If turning on the heat is necessary, a programmable thermostat can save $180 a year, according to the federal Energy Star program. How? These nifty tools -- some of which cost less than $40 -- can be programmed to use less energy while residents are sleeping or not at home. Smart thermostats, such as Nest, can save even more by automatically turning the heat down when they sense no one is home. Although pricey, at $249, they are eligible for rebates of $100 from utility companies in some areas.
Getting tired of burgers off the grill and already dreaming about roasts and soups? A slow cooker is the way to go with fall cooking -- it's convenient, delicious, and cheap. The Hamilton Beach 33155, a Cheapism top pick, is priced at $20 at Walmart. At 5 quarts, this slow cooker can feed a family, and reviewers say the heat settings are accurate and food turns out perfect nearly every time.
What goes in the slow cooker is up to the chef, but it's easiest on the wallet to buy food that's in season. Fall produce is abundant in most parts of the country from late September through early December. Choices include apples, asparagus, beets, broccoli, cabbage, cantaloupes, cauliflower, celery, cranberries, eggplants, figs, grapes, honeydew melon, kale, leeks, lettuce, mushrooms, oranges, pears, plums, spinach, squash, sweet potatoes, and yams.
Say goodbye to iced coffee and welcome back a hot cup of joe in the morning. Savings from skipping the coffee shop on the way to work add up. The 12-cup Hamilton Beach BrewStation Summit Ultra 48465 and the Capresso 5-Cup Mini Drip are two of the best coffee makers under $50. They can be programmed the night before to have a dose of caffeine ready to go.

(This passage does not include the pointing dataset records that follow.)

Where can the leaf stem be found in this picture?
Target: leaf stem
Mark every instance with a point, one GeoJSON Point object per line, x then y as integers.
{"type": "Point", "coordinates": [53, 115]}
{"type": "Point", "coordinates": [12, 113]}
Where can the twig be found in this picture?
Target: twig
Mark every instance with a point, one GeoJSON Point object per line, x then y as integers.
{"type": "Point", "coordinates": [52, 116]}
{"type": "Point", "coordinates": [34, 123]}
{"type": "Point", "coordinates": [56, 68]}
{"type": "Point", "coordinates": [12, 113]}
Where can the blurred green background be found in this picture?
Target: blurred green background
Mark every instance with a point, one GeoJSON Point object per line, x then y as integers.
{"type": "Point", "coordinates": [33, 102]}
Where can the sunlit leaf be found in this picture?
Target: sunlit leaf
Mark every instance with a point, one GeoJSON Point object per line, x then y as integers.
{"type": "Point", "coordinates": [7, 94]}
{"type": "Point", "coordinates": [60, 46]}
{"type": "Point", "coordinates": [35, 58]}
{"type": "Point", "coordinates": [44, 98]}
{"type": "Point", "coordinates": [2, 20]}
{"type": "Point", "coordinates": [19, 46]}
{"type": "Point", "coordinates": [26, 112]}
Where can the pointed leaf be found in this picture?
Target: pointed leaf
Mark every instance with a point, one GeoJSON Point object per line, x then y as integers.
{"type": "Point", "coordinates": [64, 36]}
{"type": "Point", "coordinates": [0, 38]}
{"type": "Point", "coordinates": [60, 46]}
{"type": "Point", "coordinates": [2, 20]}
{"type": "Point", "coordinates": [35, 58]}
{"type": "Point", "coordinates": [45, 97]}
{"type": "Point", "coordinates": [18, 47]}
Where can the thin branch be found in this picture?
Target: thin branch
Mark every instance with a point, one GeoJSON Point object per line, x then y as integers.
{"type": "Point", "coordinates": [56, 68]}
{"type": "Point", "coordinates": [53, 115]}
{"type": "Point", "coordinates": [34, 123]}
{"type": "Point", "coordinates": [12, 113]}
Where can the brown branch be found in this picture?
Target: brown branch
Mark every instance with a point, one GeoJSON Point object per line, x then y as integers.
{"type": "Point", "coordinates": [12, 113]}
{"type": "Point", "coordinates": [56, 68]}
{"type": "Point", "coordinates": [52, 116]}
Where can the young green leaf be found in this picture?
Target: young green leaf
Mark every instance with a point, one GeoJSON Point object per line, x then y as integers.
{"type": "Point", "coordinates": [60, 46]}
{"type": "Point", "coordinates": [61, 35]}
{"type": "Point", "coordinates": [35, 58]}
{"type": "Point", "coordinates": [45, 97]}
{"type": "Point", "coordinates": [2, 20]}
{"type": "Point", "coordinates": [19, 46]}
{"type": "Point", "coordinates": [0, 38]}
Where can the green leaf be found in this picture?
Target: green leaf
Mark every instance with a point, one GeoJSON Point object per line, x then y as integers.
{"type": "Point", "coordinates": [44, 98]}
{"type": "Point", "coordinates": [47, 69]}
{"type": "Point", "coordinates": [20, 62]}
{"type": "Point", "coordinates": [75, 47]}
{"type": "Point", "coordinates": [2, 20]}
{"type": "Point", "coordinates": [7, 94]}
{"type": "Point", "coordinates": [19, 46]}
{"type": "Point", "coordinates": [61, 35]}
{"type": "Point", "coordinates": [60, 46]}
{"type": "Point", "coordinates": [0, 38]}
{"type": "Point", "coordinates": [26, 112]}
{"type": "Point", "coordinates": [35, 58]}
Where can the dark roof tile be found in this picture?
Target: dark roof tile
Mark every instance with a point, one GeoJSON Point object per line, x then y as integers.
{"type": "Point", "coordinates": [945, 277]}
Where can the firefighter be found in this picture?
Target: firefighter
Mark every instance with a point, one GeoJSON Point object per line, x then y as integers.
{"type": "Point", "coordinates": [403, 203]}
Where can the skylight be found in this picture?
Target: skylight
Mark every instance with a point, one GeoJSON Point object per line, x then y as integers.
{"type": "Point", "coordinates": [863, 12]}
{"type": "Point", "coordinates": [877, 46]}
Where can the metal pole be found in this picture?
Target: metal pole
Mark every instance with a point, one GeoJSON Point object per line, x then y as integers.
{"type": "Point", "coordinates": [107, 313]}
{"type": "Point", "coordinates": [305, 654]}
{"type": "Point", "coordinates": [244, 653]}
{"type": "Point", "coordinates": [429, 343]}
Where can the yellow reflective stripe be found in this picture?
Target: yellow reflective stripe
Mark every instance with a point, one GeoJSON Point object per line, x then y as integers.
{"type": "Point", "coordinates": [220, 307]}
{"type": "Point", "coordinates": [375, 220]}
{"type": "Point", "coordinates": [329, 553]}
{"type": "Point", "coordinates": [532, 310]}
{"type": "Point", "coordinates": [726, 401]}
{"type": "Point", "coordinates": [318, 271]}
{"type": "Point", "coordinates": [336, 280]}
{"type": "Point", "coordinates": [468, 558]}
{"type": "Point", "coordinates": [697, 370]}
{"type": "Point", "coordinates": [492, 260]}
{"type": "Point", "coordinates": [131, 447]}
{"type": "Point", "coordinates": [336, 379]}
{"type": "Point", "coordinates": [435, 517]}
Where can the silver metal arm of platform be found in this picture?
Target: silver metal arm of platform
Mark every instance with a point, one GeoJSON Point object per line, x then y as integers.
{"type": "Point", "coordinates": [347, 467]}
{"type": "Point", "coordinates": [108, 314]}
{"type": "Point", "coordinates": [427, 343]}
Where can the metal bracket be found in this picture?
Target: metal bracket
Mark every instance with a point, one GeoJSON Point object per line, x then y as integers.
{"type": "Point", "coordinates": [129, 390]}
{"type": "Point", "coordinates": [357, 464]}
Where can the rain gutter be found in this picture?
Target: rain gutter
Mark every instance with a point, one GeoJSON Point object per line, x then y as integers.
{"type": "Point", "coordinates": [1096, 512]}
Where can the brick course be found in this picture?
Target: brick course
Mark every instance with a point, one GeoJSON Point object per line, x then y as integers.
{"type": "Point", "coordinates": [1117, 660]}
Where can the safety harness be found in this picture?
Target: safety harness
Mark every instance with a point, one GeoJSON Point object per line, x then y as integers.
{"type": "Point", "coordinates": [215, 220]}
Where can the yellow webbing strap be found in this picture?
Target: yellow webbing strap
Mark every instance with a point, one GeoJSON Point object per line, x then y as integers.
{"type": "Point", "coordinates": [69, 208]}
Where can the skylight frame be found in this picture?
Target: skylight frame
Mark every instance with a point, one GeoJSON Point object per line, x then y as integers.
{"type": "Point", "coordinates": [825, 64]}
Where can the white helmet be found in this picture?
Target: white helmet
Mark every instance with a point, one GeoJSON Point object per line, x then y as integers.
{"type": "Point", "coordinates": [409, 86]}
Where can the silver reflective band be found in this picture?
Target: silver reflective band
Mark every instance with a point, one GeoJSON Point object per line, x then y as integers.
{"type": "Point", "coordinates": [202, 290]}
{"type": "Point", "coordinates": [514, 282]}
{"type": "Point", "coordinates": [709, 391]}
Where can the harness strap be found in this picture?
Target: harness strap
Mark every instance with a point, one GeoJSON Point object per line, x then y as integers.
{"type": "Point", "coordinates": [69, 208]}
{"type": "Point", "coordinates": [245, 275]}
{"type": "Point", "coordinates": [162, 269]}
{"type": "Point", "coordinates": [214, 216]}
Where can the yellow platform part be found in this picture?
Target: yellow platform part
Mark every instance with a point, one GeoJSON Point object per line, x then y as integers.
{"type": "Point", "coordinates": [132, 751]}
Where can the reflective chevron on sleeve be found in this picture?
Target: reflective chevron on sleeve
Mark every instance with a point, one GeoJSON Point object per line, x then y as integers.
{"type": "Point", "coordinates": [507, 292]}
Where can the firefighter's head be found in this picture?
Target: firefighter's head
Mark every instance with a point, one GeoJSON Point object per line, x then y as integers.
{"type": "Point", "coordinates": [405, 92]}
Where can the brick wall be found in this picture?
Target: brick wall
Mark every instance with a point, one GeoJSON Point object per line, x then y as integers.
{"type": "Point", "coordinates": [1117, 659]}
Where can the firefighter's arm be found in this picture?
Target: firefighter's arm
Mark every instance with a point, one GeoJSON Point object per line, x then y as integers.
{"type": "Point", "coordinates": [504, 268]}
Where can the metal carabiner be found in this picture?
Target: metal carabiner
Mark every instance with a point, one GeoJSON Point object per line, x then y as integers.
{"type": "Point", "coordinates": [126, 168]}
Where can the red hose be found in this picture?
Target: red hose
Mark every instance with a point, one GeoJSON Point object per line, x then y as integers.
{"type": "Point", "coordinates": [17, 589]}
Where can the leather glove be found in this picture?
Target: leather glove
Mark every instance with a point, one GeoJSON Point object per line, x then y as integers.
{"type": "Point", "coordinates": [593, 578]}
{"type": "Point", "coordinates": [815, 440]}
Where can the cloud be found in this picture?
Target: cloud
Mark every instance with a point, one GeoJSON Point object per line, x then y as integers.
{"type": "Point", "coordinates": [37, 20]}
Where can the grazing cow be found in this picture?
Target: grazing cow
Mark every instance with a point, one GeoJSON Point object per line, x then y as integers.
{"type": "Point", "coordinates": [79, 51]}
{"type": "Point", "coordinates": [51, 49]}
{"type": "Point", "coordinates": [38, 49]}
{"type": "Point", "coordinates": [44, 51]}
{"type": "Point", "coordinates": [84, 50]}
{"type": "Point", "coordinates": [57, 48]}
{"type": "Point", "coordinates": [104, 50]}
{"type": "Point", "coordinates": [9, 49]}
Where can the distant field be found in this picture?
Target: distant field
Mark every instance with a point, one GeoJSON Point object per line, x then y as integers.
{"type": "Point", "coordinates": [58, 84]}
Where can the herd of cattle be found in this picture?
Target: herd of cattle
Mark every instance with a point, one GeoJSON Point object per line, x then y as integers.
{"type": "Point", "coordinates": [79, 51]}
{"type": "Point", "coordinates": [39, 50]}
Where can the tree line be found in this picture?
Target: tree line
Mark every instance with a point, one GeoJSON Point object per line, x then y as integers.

Hot chocolate is a cold-weather staple. In a Cheapism taste test, Swiss Miss Classic Milk Chocolate was the judges' favorite. It costs about 11 cents a serving, and panelists recognized a taste they remembered fondly from childhood. For a bolder, darker chocolate flavor, try Ghirardelli Double Chocolate Premium, starting at less than 40 cents a serving.
Coffee, hot chocolate -- add another fall beverage to the list. Apple cider is a traditional autumn treat that won't break a grocery budget. Look for Trader Joe's Spiced Cider ($3 for a 64-ounce bottle) and drink it warm or cold, spiked or not.

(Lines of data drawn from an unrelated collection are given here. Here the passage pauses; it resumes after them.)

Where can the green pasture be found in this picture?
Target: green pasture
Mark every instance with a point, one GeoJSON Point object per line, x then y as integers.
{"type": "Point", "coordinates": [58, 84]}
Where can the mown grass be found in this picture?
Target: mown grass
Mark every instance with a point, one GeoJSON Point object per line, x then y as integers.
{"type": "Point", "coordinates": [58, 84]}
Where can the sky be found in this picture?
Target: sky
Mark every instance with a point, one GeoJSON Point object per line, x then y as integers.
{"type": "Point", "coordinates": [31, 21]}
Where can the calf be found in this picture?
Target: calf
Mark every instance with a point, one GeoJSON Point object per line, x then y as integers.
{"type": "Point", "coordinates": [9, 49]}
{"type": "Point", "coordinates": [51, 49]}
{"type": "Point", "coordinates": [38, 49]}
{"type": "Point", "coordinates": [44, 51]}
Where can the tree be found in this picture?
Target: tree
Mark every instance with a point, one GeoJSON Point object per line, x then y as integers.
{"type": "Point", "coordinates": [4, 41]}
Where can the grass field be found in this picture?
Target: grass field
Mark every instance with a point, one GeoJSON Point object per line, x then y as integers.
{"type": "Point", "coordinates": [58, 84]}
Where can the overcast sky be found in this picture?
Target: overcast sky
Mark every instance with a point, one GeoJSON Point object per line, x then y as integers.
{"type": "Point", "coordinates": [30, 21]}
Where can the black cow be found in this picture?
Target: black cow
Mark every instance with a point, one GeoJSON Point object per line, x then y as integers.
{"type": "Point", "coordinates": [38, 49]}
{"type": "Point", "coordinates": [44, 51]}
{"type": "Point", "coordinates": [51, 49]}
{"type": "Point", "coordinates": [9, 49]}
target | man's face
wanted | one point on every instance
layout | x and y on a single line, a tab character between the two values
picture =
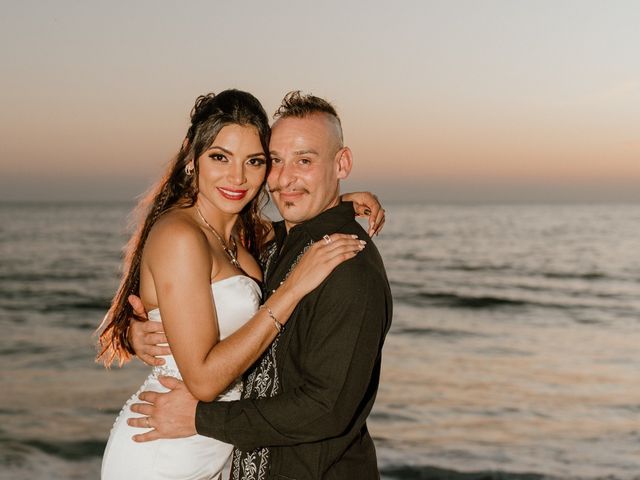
304	178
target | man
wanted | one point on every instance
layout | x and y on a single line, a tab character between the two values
305	402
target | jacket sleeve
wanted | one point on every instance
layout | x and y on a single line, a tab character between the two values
341	354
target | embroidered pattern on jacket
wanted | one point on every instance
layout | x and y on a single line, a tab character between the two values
262	382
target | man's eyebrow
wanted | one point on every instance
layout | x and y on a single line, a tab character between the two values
306	152
229	152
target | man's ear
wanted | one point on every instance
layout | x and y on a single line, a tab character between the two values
344	163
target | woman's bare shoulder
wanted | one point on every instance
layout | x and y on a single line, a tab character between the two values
174	229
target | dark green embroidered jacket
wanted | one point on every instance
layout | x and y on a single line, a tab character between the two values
328	364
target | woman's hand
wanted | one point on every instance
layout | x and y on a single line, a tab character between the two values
144	336
366	204
319	261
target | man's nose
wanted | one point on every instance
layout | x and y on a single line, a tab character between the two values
285	175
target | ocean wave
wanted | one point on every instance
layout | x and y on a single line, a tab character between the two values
459	301
434	332
434	473
14	452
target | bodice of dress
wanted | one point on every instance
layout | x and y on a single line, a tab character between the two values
236	299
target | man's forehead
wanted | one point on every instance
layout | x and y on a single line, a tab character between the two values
315	129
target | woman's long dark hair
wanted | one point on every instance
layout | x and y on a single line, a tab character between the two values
178	190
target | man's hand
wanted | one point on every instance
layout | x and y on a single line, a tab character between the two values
169	415
145	336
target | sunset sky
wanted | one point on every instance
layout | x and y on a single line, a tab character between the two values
440	100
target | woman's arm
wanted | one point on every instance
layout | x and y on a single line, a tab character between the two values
182	281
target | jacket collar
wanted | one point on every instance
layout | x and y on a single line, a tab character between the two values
327	222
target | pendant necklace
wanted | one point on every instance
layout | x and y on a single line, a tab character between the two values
231	252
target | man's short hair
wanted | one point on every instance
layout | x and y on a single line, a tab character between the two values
299	105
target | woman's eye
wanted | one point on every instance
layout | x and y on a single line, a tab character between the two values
258	162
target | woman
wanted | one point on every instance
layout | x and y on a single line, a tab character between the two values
193	259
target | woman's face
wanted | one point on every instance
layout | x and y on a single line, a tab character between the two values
232	169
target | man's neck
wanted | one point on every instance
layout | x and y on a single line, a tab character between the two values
335	202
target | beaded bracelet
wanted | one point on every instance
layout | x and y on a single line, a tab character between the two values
276	323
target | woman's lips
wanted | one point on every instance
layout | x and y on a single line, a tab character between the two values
232	194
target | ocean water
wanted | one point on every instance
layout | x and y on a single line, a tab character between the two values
514	353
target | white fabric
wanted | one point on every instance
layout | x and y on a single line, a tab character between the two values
236	298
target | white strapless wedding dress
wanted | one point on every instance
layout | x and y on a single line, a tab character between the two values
237	298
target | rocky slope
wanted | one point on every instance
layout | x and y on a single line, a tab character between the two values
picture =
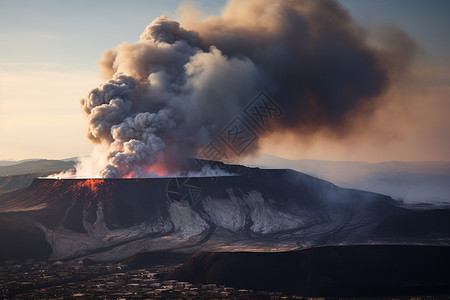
255	209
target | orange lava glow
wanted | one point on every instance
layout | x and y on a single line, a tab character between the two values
92	184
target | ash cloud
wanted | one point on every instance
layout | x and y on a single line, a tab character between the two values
171	93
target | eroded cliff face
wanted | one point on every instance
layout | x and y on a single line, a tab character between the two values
254	209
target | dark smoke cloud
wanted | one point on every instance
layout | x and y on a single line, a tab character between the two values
175	90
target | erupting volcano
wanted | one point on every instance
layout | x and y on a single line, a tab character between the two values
255	209
214	88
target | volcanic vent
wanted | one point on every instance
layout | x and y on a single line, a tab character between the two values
107	219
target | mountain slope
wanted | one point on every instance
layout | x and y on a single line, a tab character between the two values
110	219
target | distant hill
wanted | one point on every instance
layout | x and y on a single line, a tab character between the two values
424	181
20	174
15	182
36	166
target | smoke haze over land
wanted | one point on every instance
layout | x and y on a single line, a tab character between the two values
182	85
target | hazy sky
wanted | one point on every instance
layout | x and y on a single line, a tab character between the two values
49	50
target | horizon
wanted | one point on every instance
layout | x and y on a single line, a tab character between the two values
45	120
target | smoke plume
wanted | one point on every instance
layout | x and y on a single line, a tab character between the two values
169	95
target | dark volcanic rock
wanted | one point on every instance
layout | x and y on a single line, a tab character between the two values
111	219
336	271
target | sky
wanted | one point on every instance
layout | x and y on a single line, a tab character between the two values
49	50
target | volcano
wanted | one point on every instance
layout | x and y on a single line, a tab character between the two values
252	210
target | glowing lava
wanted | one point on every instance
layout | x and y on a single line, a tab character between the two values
92	184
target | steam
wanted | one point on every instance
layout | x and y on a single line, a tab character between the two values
174	91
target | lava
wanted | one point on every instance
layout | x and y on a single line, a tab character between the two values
92	184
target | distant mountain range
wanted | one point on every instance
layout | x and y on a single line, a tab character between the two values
19	174
416	182
111	219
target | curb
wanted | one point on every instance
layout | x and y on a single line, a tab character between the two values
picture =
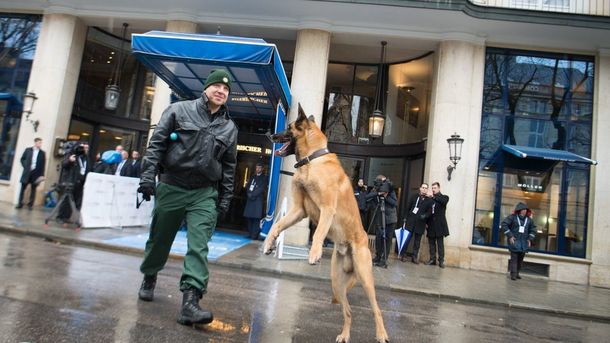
249	267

As summer winds down, it's time to fire up the stove again for some home-cooked comfort food. Solid cookware is vital for making meals at home and cutting dining-out costs. A Cook N Home 12-piece stainless steel set, available on Amazon for less than $50, earns high praise from users and the distinction of best cheap stainless steel cookware from Cheapism.com. Reviewers report that the pots and pans are lightweight and easy to clean.
One downside to fall: Colds and flu begin to make the rounds. The Centers for Disease Control and Prevention recommends that everyone older than six months get an annual influenza vaccine. Flu shots are available from a range of providers, including pharmacy chains and big-box stores. The cheapest place to go is typically Costco or Sam's Club, at $15 out of pocket.
Although a leaf blower saves back strain and hours of time compared with clearing a whole yard manually, a leaf rake is a necessity for smaller jobs. Pick one up at any home improvement store for less than $20.